Необузданное "я так хочу" еще нет-нет да и прорвется в ней.

Сейчас она помогает Дуне и Дорушке, тщательно отчищающих кислотой дверные ручки, убирать «спальный» коридор…

Окно раскрыто в нем настежь. Внизу зеленеют первые весенние побеги, наверху синеет голубой полог, растянутый над землей… Где-то высоко льется звонкой струей песня жаворонка.

Наташа с жадностью глотает воздух… Ее лицо заалелось… Ноздри трепещут. Улыбаются яркие пунцовые губы… Влажно сверкают, как маленькие звезды, глаза…
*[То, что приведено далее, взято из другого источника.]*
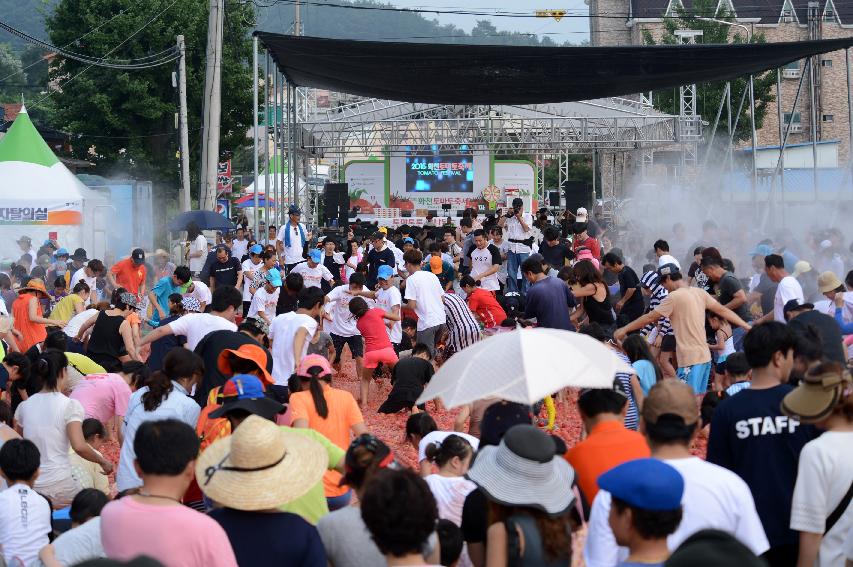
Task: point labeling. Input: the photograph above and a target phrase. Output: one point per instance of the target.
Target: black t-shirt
(209, 349)
(727, 287)
(376, 258)
(628, 279)
(286, 302)
(225, 273)
(828, 330)
(279, 539)
(767, 288)
(555, 256)
(751, 437)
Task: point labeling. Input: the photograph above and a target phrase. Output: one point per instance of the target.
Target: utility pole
(212, 105)
(182, 119)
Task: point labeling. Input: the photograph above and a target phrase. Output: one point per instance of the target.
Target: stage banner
(37, 211)
(366, 180)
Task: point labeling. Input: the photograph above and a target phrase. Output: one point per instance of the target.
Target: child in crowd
(24, 514)
(408, 380)
(646, 508)
(638, 352)
(722, 348)
(88, 474)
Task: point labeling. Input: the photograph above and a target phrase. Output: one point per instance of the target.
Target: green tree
(710, 94)
(12, 77)
(124, 120)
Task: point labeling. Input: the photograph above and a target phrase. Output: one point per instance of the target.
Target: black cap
(795, 305)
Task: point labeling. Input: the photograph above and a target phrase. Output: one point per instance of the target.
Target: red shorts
(374, 357)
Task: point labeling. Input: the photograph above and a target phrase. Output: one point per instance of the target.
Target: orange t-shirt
(336, 426)
(128, 275)
(34, 333)
(609, 444)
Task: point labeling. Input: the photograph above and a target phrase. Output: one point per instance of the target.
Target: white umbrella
(524, 366)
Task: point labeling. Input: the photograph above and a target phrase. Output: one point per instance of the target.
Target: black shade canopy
(497, 74)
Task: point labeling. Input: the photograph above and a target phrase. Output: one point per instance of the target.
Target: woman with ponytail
(330, 411)
(54, 423)
(165, 395)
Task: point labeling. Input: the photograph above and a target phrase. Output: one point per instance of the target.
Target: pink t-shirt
(177, 536)
(103, 396)
(372, 327)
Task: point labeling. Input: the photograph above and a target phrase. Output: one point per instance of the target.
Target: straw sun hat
(260, 466)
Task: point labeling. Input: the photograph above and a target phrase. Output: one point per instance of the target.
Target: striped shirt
(463, 330)
(632, 416)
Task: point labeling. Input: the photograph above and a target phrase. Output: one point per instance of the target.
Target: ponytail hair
(452, 446)
(316, 389)
(179, 363)
(48, 366)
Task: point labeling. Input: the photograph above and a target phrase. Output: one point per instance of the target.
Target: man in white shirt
(424, 296)
(485, 262)
(291, 332)
(714, 497)
(239, 246)
(89, 274)
(291, 239)
(252, 264)
(517, 226)
(223, 309)
(787, 288)
(313, 271)
(342, 327)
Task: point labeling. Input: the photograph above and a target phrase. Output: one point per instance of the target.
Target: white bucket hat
(524, 470)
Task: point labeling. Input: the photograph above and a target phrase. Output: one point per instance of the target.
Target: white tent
(39, 196)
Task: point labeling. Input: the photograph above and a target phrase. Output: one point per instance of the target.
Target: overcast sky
(574, 29)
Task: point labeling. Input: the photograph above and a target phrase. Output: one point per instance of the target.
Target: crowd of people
(222, 376)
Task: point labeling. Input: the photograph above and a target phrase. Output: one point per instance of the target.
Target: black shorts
(356, 345)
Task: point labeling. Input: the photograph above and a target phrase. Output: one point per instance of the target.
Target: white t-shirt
(44, 417)
(342, 323)
(198, 245)
(248, 267)
(282, 333)
(714, 498)
(387, 299)
(311, 277)
(79, 544)
(482, 261)
(789, 288)
(201, 292)
(449, 493)
(73, 326)
(292, 253)
(195, 326)
(24, 524)
(264, 301)
(426, 290)
(239, 248)
(824, 475)
(439, 436)
(668, 259)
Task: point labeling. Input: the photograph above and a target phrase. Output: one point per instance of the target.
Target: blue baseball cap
(273, 278)
(647, 484)
(762, 250)
(246, 392)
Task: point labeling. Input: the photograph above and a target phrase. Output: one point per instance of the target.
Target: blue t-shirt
(549, 301)
(277, 539)
(645, 370)
(751, 437)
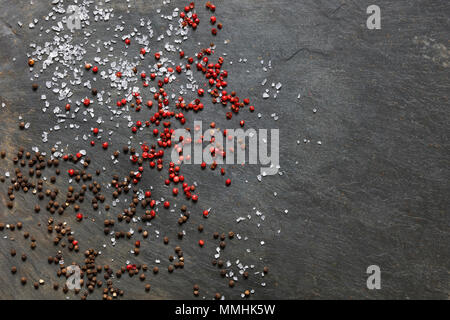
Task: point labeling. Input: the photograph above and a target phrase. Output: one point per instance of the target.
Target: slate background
(375, 191)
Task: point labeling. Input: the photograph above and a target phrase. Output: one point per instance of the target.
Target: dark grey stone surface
(374, 192)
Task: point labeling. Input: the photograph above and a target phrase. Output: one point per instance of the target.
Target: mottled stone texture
(375, 192)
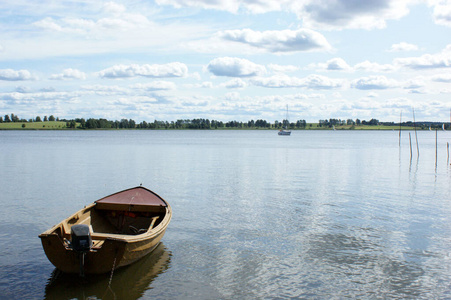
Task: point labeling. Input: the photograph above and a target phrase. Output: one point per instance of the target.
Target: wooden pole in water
(447, 150)
(400, 117)
(410, 142)
(415, 127)
(435, 148)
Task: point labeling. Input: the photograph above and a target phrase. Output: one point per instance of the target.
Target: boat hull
(284, 132)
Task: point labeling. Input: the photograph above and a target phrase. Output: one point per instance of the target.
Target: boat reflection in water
(127, 283)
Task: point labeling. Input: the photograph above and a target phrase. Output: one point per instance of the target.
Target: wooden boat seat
(104, 236)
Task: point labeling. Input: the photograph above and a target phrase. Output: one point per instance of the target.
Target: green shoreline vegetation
(12, 122)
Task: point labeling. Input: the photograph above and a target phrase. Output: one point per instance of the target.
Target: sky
(226, 59)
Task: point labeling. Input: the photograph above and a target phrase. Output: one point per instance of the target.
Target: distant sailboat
(285, 131)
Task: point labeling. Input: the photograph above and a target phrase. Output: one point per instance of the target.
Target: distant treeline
(101, 123)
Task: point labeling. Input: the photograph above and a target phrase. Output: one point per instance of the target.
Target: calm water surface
(326, 215)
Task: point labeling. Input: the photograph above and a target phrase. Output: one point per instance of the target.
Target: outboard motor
(81, 243)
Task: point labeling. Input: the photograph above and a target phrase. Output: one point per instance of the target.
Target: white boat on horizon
(285, 130)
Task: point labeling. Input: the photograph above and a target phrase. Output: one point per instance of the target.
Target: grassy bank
(34, 125)
(55, 125)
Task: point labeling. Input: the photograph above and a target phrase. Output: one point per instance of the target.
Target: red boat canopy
(134, 199)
С мочалкой в одной руке, с тряпкой в другой она похожа на Золушку или на задорного, шаловливого мальчугана с вихрастой неровной гривкой отросших черных волос…

— Ха-ха-ха, — заливается, смеется она, потряхивая мочалкой, — ха-ха-ха-ха! Хорошо было бы быть птицей, Дуняша… Взмахнуть так крыльями и полететь к солнцу, к облакам. Быстро! Быстро!

— Ради бога, сойди ты с окна, Наташа! Не приведи господь, оступишься! — пугливо лепечет Дуня.

Но Наташа, разрумяненная и похорошевшая от оживления под лучами весеннего солнца, с алым румянцем, снова заигравшим на этом быстро поздоровевшем лице, только машет руками и поминутно хохочет, делясь своими впечатлениями с подругой.

— Вот, гляди, птица пролетела! Какая большая! А вон идет Жилинский по двору… Точно мячик катится. Вот-то толстенный! А вон Феничка с цыганкой вытряхивают начальницины ковры… А знаешь ли, Феничка не любит меня больше! — неожиданно определяет Наташа, вздыхает и делает сердитое лицо…

— Тебя все любят! — торопится уверить ее Дуня.

— Может быть, все… ты… другие… Но не Феничка… Как вышла я из лазарета, помнишь, как все обрадовались тогда, а она посмотрела так удивленно и говорит: "Какая ты некрасивая стала, Наташа! Ты уж меня извини, — говорит, — я тебя обожать больше не буду… Вон, — говорит, — ты худая, желтая, глаза как плошки… А я, — говорит, — красоту люблю…"

— Вот глупенькая! — возмутилась Дуня. — Да разве за красоту любят?

— Феничка за красоту… Теперь она себе в предметы другого человека выбрала… Отца дьякона. Он, говорит, красавец писаный и как грянет "многия лета" с амвона, так вся церковь дрожмя дрожит.

— Дурочка твоя Феня! — задумчиво произнесла Дуня и с явным обожаньем взглянула на подругу. — А для меня ты дороже стала еще больше после болезни. Тебя я люблю, а не красоту твою. И больная, худая, бледная ты мне во сто крат еще ближе, роднее. Жальче тогда мне тебя. Ну вот, словно вросла ты мне в сердце. И спроси кто-нибудь меня, красивая ты либо дурная, ей-богу же, не сумею рассказать! — со своей застенчивой милой улыбкой заключила простодушно девочка.